The Artemis ultrasound biomicroscope

However, potential intraocular (inside the eye) complications exist with the ICL, of which cataracts and glaucoma are the 2 main (but rare) ones. The main thing about reducing complications with the ICL is to achieve accurate sizing, and at our clinic we do 'sulcus to sulcus' measurements for all ICL patients. What is the sulcus? This is the little nook in the eye just behind the iris (coloured part of the eye) and in front of the original crystalline lens where the ICL will sit. If the ICL is too big for this space in a particular eye, it will be 'squashed', bend forwards, and narrow the drainage angle of the eye (increasing the risk of glaucoma). If the ICL is too small for this space, it will sink backwards and touch the crystalline lens, thus causing a cataract. Although there is no perfect way to measure this sulcus diameter down to the last micron, we have found the Artemis VHF ultrasound biomicroscope (above) to be very accurate and allows us to choose an appropriate size ICL. The figure below shows a measurement made by the Artemis.

I would say that for my patients with lower spectacle powers, LASIK provides excellent clarity of vision including night vision (and without the risk of any intraocular complications). I have performed ICL surgery for a number of patients with excellent results, but I think bearing in mind the potential seriousness of problems with the ICL my preference is still an extraocular (outside the eye)  procedure like LASIK in cases where I judge that the outcome will be good. Extraocular means zero chance of causing cataract or glaucoma.

Actually, I think the ICL is wonderful, but I prefer to use it for patients with very high powers or thin corneas, where I feel that the risks of intraocular problems are outweighed by the better visual quality that can be obtained with the ICL in such cases compared with LASIK.

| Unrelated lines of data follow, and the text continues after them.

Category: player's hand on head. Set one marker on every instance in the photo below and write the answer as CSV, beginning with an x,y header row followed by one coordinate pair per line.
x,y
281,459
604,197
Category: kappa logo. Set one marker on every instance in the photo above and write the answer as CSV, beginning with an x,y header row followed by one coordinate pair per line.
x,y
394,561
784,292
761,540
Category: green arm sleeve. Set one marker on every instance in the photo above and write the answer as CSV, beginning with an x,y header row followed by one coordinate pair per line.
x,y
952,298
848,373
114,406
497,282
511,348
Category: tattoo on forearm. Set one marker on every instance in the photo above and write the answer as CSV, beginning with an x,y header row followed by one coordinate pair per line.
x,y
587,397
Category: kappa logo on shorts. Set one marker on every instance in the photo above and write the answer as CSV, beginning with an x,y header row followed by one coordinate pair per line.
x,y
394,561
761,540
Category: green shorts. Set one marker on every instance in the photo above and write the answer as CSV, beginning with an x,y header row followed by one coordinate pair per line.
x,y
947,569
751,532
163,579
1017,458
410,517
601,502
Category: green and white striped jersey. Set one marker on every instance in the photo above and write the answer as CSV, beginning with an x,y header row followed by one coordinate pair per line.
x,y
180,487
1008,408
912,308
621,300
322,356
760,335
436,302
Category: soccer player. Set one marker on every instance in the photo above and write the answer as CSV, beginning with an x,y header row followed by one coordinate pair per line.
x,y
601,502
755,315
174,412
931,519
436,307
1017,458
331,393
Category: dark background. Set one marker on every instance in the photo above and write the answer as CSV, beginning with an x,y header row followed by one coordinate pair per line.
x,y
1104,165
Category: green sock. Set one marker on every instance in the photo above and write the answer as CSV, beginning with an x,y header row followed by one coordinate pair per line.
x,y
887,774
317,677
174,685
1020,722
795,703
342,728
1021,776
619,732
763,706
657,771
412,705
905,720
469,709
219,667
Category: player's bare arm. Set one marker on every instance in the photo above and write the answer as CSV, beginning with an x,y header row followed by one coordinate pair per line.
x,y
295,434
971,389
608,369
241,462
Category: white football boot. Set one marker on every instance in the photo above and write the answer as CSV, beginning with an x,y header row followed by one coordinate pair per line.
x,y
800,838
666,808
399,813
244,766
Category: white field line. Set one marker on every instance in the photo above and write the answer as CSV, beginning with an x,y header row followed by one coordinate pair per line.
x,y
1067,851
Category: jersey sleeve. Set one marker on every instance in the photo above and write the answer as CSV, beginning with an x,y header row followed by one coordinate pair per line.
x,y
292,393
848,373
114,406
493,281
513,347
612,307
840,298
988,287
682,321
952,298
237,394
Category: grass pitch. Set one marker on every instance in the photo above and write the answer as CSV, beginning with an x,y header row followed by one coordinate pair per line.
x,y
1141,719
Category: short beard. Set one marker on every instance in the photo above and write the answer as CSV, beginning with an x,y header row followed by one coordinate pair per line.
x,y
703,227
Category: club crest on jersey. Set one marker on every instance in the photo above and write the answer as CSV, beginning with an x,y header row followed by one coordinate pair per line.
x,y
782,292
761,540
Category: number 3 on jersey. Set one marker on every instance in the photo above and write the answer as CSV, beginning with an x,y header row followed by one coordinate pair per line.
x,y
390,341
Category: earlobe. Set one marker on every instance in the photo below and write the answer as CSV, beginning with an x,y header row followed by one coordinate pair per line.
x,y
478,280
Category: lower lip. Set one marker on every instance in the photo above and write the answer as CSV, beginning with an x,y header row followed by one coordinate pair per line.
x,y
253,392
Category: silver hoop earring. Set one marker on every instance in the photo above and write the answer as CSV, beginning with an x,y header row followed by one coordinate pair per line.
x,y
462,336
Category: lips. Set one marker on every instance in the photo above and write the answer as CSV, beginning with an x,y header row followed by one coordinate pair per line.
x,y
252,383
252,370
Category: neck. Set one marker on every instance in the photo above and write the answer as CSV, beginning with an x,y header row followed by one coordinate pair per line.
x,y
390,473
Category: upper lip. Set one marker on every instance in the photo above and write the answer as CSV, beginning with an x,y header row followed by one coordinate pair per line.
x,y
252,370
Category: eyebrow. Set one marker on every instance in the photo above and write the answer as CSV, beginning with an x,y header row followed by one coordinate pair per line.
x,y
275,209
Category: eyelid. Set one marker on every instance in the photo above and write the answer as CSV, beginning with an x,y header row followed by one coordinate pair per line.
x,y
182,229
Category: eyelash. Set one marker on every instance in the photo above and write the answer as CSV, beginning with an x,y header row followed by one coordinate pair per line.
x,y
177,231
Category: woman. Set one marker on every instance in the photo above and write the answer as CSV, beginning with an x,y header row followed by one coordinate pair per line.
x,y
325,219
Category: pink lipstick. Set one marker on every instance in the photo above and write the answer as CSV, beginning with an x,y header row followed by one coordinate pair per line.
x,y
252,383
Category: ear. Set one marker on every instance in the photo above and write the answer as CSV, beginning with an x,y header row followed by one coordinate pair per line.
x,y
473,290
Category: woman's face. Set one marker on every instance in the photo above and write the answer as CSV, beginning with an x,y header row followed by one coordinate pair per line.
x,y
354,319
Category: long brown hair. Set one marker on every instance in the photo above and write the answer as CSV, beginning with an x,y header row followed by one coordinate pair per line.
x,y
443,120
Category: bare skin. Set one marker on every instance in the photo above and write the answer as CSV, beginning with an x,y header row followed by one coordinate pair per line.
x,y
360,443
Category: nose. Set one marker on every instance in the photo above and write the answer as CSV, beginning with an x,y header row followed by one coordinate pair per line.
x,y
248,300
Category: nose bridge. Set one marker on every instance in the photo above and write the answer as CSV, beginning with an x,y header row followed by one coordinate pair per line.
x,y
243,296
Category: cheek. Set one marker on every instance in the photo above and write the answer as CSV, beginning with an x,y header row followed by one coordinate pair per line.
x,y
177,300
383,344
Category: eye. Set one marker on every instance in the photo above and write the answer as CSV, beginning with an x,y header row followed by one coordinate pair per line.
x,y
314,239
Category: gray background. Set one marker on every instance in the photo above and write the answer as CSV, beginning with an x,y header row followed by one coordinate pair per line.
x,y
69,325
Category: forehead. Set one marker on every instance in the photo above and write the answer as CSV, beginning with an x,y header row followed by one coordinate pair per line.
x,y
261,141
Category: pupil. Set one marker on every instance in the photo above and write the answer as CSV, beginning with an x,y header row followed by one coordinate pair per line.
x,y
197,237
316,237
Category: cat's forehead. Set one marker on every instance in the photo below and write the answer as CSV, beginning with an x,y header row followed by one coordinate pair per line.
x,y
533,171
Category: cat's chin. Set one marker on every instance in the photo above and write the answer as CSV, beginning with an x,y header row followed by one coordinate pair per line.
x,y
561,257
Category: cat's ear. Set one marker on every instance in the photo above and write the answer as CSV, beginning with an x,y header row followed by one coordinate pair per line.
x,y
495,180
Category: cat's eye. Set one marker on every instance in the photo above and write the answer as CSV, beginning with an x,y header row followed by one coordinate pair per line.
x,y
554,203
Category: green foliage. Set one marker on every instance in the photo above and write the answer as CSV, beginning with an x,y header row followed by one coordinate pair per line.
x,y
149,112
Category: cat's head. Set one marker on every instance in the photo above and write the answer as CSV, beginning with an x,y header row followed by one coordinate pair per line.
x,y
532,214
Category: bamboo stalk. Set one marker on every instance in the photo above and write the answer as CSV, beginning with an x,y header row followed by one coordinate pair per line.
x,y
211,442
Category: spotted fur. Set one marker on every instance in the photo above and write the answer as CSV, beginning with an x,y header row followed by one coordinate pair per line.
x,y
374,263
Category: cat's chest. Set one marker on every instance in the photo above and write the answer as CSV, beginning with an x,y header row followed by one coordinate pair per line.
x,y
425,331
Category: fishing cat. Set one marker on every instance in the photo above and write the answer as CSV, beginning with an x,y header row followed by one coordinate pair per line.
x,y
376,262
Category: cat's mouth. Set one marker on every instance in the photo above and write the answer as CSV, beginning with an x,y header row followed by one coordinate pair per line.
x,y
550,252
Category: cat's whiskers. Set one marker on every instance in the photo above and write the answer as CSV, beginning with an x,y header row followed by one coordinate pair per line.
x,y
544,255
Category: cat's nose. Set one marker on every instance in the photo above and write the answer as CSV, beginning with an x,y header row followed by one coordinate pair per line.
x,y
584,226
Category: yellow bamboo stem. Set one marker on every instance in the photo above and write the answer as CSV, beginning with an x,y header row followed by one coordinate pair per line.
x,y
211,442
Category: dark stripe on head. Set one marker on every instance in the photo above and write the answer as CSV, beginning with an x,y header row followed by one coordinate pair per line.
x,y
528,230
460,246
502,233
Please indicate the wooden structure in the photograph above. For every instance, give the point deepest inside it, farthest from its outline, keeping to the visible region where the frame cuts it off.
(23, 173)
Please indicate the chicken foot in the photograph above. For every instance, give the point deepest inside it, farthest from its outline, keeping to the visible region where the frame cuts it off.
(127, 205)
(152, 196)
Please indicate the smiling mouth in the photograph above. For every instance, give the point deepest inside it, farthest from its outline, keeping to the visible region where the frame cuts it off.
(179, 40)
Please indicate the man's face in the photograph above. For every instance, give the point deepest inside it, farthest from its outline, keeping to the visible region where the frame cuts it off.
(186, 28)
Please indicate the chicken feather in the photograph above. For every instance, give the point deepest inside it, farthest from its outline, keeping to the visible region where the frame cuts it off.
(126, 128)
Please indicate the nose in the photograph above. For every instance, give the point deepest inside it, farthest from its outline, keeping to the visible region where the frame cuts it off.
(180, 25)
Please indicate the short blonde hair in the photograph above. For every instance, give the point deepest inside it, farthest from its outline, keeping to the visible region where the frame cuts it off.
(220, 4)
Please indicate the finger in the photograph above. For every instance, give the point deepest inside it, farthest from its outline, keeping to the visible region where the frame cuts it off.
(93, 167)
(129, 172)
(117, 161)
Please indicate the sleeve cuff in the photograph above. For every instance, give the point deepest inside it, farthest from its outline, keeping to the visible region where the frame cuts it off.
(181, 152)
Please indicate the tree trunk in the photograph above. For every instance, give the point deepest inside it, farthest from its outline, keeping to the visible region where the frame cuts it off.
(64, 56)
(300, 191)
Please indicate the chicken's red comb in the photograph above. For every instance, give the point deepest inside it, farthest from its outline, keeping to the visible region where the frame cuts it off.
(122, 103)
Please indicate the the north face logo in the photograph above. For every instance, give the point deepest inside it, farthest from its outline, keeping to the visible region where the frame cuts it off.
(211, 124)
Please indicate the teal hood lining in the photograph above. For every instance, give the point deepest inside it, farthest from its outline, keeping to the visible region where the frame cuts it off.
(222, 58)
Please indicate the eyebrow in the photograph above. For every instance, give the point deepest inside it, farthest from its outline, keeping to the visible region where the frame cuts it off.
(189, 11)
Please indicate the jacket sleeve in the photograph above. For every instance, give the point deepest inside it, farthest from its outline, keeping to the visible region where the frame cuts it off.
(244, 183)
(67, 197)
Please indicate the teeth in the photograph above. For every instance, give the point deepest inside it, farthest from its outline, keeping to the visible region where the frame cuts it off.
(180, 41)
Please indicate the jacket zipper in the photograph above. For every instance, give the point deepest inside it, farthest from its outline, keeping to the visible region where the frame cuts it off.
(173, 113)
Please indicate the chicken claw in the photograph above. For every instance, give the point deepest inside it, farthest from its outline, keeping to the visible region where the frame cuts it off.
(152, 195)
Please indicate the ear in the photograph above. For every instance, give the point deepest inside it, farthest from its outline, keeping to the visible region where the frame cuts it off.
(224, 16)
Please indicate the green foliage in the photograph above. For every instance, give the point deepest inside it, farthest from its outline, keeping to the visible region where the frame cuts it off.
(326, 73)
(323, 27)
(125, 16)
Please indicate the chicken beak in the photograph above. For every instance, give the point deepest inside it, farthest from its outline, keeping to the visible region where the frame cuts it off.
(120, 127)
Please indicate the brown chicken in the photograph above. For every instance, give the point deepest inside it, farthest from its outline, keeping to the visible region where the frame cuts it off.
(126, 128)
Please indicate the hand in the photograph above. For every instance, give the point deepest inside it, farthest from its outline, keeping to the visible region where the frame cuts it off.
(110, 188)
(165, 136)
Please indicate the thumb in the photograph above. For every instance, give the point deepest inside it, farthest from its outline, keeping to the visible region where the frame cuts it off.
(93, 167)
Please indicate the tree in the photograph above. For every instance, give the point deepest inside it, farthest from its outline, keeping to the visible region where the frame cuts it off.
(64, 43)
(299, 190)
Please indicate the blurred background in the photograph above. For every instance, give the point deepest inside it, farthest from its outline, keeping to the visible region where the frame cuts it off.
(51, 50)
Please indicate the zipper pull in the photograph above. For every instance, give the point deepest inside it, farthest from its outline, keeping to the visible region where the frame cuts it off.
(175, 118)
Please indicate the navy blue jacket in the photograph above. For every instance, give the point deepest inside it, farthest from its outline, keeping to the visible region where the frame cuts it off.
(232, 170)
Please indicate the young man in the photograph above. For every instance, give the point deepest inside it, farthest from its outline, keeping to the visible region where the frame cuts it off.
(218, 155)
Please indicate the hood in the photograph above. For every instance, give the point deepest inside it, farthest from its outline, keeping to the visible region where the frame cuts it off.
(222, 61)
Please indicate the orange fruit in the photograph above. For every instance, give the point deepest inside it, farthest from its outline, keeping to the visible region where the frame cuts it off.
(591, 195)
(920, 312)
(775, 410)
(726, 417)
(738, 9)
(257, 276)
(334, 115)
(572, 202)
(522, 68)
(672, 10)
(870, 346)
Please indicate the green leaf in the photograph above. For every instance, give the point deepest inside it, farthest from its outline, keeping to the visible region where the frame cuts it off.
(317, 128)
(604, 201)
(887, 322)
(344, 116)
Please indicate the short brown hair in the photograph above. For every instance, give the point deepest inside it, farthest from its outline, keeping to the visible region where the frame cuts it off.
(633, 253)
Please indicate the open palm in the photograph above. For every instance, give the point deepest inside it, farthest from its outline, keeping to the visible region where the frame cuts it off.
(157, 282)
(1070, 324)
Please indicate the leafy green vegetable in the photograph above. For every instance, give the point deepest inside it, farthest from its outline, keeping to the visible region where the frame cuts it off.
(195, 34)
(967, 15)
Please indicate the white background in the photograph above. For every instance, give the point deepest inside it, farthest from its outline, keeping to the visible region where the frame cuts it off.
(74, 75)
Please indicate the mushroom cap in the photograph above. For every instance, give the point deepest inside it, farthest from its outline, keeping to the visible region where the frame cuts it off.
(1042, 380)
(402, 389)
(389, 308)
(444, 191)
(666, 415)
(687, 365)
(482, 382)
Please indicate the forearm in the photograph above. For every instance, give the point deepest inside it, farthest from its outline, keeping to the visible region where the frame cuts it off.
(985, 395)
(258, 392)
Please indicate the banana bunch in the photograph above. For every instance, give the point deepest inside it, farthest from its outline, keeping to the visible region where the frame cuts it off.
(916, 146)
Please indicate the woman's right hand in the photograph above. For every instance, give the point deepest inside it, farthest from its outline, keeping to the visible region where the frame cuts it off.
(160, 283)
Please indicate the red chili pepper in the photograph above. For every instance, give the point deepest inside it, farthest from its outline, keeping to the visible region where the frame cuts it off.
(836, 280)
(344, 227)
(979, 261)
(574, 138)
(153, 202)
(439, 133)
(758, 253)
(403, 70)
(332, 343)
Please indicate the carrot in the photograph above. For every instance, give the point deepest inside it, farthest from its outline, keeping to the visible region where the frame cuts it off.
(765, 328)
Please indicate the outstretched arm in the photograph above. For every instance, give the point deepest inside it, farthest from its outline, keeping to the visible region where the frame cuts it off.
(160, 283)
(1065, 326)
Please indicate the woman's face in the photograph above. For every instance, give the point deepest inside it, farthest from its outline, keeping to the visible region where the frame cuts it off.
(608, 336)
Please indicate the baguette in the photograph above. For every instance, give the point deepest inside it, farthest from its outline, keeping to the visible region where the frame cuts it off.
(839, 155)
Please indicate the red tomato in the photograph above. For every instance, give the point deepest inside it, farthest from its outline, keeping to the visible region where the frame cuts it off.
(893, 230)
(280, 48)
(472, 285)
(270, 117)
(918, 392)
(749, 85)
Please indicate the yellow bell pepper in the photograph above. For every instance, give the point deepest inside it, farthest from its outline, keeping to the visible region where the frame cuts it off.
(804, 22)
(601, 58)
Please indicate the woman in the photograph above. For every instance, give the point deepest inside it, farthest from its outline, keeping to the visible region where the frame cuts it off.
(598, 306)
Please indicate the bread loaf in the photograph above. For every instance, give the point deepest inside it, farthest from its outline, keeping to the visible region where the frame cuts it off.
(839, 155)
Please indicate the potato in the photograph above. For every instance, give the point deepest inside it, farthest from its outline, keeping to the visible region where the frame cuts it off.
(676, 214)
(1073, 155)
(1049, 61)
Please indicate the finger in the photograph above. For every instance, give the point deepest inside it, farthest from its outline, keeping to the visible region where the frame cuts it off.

Although a lens is implanted into the eye in both ICL as well as cataract surgery, an ICL op is quite different from a cataract op, not least because when an ICL is implanted the patient's original crystalline lens/cataract is left alone while during a cataract op the crystalline lens/cataract is removed and is replaced by an intraocular lens implant (IOL). This has implications because there are some doctors out there who perform 'clear lens extractions' to correct high spectacle degrees. If a 'clear lens extraction' (which is like a cataract operation) is done in a younger person less than 45 years old or so, then they will immediately lose the ability to focus for near ie develop immediately the maximum amount of presbyopia/LaoHua. ICL surgery will not affect the development of presbyopia, nor can it cure this problem. ICL surgeons can offer monovision with the ICL, just like with LASIK or contact lenses.

On the other hand, if somebody has a cataract then he/she should have a cataract op, not an ICL op. The ICL surgery doesn't do anything about a cataract, which would continue to blur the vision. 

Overall I would say, go for LASIK if your cornea is thick enough because the theoretical advantages of epiLASIK probably do not bear out clinically for the majority of patients. ICL surgery is a great option for those who would otherwise be at risk for visual or other side effects from LASIK.